SpecterOps · zinic · May 19, 2026 · May 20, 2026 · May 20, 2026 · May 20, 2026
diff --git a/Makefile b/Makefile
@@ -50,7 +50,7 @@ QUALITY_INPUTS += -mutation-report $(MUTATION_REPORT)
 endif
 QUALITY_INPUTS += -benchmark-regression $(BENCHMARK_REGRESSION)
 
-.PHONY: default all build deps tidy lint format test test_all test_integration test_neo4j test_pg test_update complexity complexity_check crap crap_check quality quality_check quality_backend quality_bench metrics metrics_check generate clean help
+.PHONY: default all build deps tidy lint format test test_all test_integration test_neo4j test_pg test_update plan_corpus complexity complexity_check crap crap_check quality quality_check quality_backend quality_bench metrics metrics_check generate clean help
 
 # Default target
 default: help
@@ -109,6 +109,10 @@ test_update:
 	@cp -fv cypher/models/pgsql/test/updated_cases/* cypher/models/pgsql/test/translation_cases
 	@rm -rf cypher/models/pgsql/test/updated_cases
 
+plan_corpus: $(METRICS_DIR)
+	@echo "Capturing Cypher plan corpus..."
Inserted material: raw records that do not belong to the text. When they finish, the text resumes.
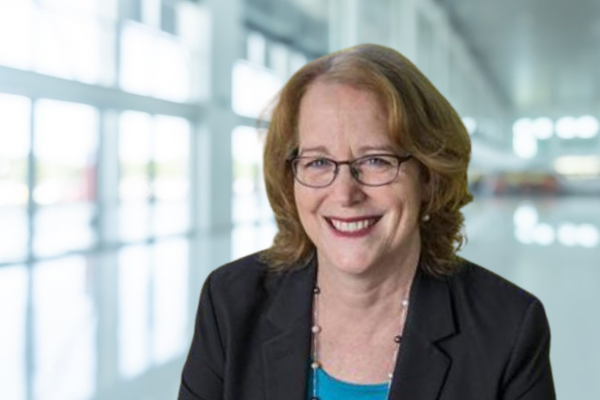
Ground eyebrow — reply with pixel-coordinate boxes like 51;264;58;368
297;146;330;156
298;144;399;156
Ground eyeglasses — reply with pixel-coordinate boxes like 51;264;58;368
289;153;412;188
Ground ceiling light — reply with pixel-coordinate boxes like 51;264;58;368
576;115;599;139
556;117;577;139
557;223;578;247
533;223;555;246
554;156;600;176
515;227;534;245
513;203;538;228
532;117;553;139
512;118;532;136
513;130;538;159
577;224;600;248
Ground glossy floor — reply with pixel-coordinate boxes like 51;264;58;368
0;196;598;400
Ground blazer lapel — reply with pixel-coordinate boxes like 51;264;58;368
389;269;457;400
262;258;316;400
260;258;457;400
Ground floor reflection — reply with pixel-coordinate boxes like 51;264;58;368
460;196;600;400
33;256;96;400
118;245;151;380
117;239;190;381
0;265;28;400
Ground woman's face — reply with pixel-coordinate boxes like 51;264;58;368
294;81;425;276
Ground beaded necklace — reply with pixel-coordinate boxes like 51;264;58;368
310;285;410;400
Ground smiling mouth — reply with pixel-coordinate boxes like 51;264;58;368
326;217;381;233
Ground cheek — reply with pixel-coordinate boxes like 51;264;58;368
294;186;318;222
293;186;305;214
294;188;325;245
385;184;423;225
399;171;426;210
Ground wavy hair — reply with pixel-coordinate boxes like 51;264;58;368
260;44;473;277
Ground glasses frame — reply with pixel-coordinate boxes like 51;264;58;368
288;153;413;188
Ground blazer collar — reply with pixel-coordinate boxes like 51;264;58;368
389;268;457;399
261;257;457;400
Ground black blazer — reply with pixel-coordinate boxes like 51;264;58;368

+	@$(GO_CMD) run ./cmd/plancorpus
+
 # Metric targets
 $(METRICS_DIR):
 	@mkdir -p $(METRICS_DIR)
@@ -218,6 +222,7 @@ help:
 	@echo "  test_bench  - Run benchmark test"
 	@echo "  test_neo4j  - Run Neo4j integration tests"
 	@echo "  test_pg     - Run PostgreSQL integration tests"
+	@echo "  plan_corpus - Capture shared corpus query plans for configured backends"
 	@echo "  test_update - Update test cases"
 	@echo "  complexity  - Report cyclomatic complexity"
 	@echo "  crap        - Report CRAP scores from unit test coverage"

diff --git a/README.md b/README.md
@@ -54,6 +54,8 @@ export CONNECTION_STRING="postgresql://dawgs:weneedbetterpasswords@localhost:654
 export CONNECTION_STRING="neo4j://neo4j:weneedbetterpasswords@localhost:7687"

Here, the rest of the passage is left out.